In sostanza quel che si viene a realizzare non è un insieme d’individui che cooperano per la propria sopravvivenza ma una massa di singoli che restano all’interno del gruppo solo per il tempo strettamente necessario malgrado la frequente presenza di legami di sangue più o meno profondi. I vampiri sopportano molto poco la compagnia dei loro simili anche quando non possono farne a meno. E il fatto che non abbiano reputato necessaria, durante i secoli, la costruzione di uno stato sociale articolato è senza dubbio alcuno una grandissima fortuna per l’umanità intera. 

 

Nei confronti degli esseri umani si mostrano con tutte le sfaccettature possibili ed immaginabili. La maggior parte preferisce comunque limitare le interazioni al minimo, laddove altri trovano diletto nel giocare come gatti con i topi per il mero gusto di farlo (e senza che questo costituisca il più delle volte una vera e propria sfida, che non accetterebbero di perdere). Alcuni si riavvicinano all’umanità per nostalgia, altri per gelosia, e per quanto ogni tanto l’intento non sia quello di produrre danno è estremamente difficile che un essere umano esca indenne da un contatto prolungato con un vampiro: se può risultare illeso fisicamente è molto probabile che non lo sia psicologicamente a seconda della profondità del rapporto instauratosi.
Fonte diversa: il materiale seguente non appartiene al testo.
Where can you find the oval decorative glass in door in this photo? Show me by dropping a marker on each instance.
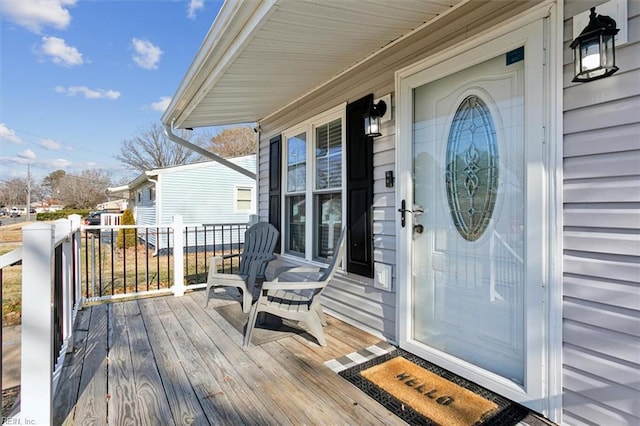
(472, 168)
Più che predatori di sangue i vampiri, anche quelli di ceppo caucasico ben distanti dai miti dell’antica Grecia, risultano essere predatori di vita. E a questo si potrebbe rispondere dicendo che è normale, poiché sono morti. Personalmente ho delle difficoltà a classificare come “morte” delle creature che hanno ancora attività cerebrale.  E anche la definizione di “non-morti” mi sembra una fesseria degna di Lapalisse. Sono vivi. E’ semplice. 

 

E questo rende la mia classificazione personale sempre più difficile con mia somma gioia, ma tant’è.